Ao saíres da EPAOE com o curso de Interpretação e Animação Circenses poderás enveredar “pelo Teatro, pela Dramaturgia pura ou pela Dança, por exemplo”, ou até por uma área que tem acompanhado o crescimento do turismo, que é a animação hoteleira. Poderás ainda ficar pelo Chapitô e trabalhar na Companhia, ou noutra escola de artes do país.
Já no caso da formação em Cenografia, Figurinos e Adereços, vais encontrar uma área que voltou a crescer. Teatros, companhias e produtoras estão sistematicamente a recrutar pessoas com esta formação, e poderás também criar o teu próprio ateliê ou laboratório ou até fazer animação de rua.
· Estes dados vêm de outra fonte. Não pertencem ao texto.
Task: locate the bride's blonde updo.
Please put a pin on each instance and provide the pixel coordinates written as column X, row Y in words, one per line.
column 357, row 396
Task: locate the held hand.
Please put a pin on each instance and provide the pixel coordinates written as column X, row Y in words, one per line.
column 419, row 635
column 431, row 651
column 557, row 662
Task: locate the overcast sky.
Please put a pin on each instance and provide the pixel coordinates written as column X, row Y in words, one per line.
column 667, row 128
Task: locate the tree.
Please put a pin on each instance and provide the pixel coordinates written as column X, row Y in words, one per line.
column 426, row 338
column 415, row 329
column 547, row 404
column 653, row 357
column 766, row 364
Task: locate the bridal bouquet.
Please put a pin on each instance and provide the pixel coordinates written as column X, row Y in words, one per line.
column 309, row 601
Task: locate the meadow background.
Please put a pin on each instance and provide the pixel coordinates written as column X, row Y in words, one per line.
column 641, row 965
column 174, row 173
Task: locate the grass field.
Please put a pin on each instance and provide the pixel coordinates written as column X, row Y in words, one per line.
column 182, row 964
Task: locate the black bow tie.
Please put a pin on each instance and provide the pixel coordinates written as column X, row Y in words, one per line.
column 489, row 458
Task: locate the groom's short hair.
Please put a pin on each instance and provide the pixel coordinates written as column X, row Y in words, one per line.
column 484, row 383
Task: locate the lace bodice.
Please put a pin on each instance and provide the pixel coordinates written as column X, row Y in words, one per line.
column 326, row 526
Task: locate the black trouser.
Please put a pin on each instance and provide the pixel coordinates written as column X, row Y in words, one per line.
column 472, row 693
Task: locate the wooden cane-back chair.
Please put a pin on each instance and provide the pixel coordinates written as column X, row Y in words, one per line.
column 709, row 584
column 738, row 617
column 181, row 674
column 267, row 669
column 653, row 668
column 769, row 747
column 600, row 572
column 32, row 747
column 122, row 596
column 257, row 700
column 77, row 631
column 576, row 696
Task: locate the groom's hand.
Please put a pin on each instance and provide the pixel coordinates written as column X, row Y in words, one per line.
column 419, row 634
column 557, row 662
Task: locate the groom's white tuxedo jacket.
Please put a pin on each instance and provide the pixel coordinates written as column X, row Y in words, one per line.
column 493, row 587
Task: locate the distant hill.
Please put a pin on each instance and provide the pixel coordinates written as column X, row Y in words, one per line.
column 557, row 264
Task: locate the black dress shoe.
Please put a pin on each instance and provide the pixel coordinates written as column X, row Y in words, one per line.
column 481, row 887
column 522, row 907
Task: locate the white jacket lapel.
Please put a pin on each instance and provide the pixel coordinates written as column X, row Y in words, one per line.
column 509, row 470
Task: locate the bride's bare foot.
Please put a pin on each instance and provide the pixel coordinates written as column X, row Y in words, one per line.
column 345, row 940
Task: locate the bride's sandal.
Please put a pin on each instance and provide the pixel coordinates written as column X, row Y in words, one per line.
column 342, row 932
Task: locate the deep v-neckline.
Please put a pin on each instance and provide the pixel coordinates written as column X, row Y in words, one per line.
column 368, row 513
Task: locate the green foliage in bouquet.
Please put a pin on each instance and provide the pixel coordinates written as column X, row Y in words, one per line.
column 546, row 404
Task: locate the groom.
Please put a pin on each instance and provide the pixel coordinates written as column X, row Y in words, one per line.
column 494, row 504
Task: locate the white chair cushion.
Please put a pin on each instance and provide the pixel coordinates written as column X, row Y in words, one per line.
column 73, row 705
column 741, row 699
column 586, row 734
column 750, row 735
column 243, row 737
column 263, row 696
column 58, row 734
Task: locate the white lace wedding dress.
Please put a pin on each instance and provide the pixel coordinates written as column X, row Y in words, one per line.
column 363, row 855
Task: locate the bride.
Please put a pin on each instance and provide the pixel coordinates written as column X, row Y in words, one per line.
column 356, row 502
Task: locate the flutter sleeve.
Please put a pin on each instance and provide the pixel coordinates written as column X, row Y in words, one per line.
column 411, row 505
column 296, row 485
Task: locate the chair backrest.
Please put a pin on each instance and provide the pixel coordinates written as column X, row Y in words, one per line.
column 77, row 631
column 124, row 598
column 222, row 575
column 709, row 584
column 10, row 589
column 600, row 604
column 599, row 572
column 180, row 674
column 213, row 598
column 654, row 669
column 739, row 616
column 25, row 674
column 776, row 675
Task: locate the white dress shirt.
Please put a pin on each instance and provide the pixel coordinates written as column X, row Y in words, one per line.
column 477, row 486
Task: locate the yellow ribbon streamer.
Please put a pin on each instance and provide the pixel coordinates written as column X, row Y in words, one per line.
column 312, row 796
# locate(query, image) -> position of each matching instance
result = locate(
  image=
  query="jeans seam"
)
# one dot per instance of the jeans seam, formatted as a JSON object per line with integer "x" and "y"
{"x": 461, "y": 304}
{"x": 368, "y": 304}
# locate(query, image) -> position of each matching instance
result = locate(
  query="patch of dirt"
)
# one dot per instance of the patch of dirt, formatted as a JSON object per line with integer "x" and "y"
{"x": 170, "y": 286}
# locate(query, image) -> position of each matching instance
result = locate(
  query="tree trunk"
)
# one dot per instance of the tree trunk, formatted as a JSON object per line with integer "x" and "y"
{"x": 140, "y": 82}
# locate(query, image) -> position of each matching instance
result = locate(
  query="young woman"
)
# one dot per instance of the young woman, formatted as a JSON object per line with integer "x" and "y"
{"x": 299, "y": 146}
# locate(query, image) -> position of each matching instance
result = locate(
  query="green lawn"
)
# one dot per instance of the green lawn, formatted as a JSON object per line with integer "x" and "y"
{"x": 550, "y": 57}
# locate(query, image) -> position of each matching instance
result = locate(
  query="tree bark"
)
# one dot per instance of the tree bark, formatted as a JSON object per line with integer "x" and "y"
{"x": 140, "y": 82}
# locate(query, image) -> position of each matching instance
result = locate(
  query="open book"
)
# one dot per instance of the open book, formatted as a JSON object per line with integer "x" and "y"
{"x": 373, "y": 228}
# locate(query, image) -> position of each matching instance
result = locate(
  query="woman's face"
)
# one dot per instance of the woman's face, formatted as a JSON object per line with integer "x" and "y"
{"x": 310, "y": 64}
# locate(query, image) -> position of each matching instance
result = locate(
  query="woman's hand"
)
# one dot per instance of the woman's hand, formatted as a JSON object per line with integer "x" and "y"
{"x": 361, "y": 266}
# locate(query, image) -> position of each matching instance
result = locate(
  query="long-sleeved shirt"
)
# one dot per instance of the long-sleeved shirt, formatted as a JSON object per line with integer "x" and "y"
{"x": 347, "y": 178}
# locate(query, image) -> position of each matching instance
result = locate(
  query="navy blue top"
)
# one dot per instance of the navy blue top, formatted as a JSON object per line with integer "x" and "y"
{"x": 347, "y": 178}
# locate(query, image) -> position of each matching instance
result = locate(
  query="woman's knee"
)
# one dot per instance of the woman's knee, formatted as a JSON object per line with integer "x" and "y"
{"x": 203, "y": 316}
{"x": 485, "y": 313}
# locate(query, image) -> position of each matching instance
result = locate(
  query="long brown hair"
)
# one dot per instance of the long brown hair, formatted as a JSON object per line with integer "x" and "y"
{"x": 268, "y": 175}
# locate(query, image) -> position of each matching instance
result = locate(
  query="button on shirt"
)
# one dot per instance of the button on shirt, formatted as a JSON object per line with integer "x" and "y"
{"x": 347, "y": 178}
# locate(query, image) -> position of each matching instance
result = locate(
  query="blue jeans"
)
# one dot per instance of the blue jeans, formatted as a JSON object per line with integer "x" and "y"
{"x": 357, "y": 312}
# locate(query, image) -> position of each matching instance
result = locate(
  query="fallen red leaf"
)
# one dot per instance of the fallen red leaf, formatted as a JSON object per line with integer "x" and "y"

Esta profissional referiu ainda que “muitos alunos vão daqui já com uma definição muito boa do que querem fazer, e outros seguem para o Ensino Superior em áreas como as Artes ou as Letras”. Antes disso, todos eles têm “a oportunidade de fazer, no primeiro trimestre do terceiro ano, um estágio numa das várias escolas de circo ou companhias de dança internacionais com quem temos protocolo – e é este contacto com outras culturas e artistas, e com o mundo semi-profissional, que reforça a sua aptidão para começarem a trabalhar”.
Depois de conhecerem os vários espaços da EPAOE e de receberem toda esta informação, os alunos de Moura despediram-se para regressarem ao Baixo Alentejo. E antes que o fizessem, perguntámos a um deles – a Ana Garrido – o que é que os tinha trazido a Lisboa e à EPAOE. “Ganhámos esta visita de estudo à EPAOE num concurso de árvores de Natal organizado pela nossa escola, e viemos aqui hoje porque achamos que é uma escola que tem tudo a ver com o nosso curso. E o que vimos aqui hoje despertou imenso a nossa atenção!”
Por fim, a estudante alentejana confirmou que se via a estudar aqui: “Sem dúvida, porque gosto muito de circo e de me virar de pernas para o ar! E gostava muito de, no futuro, poder trabalhar numa escola como esta!”
Feitas as despedidas regressámos ao Chapitô, onde acabámos a conversar com os dois alunos que tinham ajudado a conduzir as visitas às várias turmas que aqui estiveram na manhã do dia 31 de janeiro. A Cristiana Almeida e o Diogo Alves são colegas no 3º ano do curso de Artes e, mesmo com backgrounds completamente diferentes, ambos reiteraram a mesma ideia: esta é mesmo uma escola distinta. Para o Diogo, este “é o sítio ideal para quem quer fazer algo de diferente – não apenas escolher o Teatro ou a Dança, mas juntar tudo! Aqui podemos aprender muitas técnicas e podemos fazer parte de um espetáculo de muitas formas, como aquelas que já disse mas também fazendo malabarismo, trapézio, acrobacia, entre outros. E acho que essa é a base que esta escola nos dá.”
E para o futuro, o Diogo já tem os planos bem definidos: “Quando sair daqui vou querer ir dar uma volta pela América do Sul, porque sou malabarista e é lá que estão os melhores. Quero aprender com eles! Ao regressar, gostava de criar uma companhia e de fazer animações pelo país inteiro.”
A Cristiana, por seu turno, disse que a EPAOE a transformou. “Eu acho que o Chapitô muda verdadeiramente as pessoas. Quando cá cheguei era uma pessoa algo revoltada e agressiva, e agora já consigo levar melhor as coisas… Fez-me bem!”
E foi com esta ideia bem presente que nos despedimos do Chapitô e desta escola que vira a vida dos seus alunos de pernas para o ar. E eles, a julgar pelo que vimos, não podiam estar mais gratos.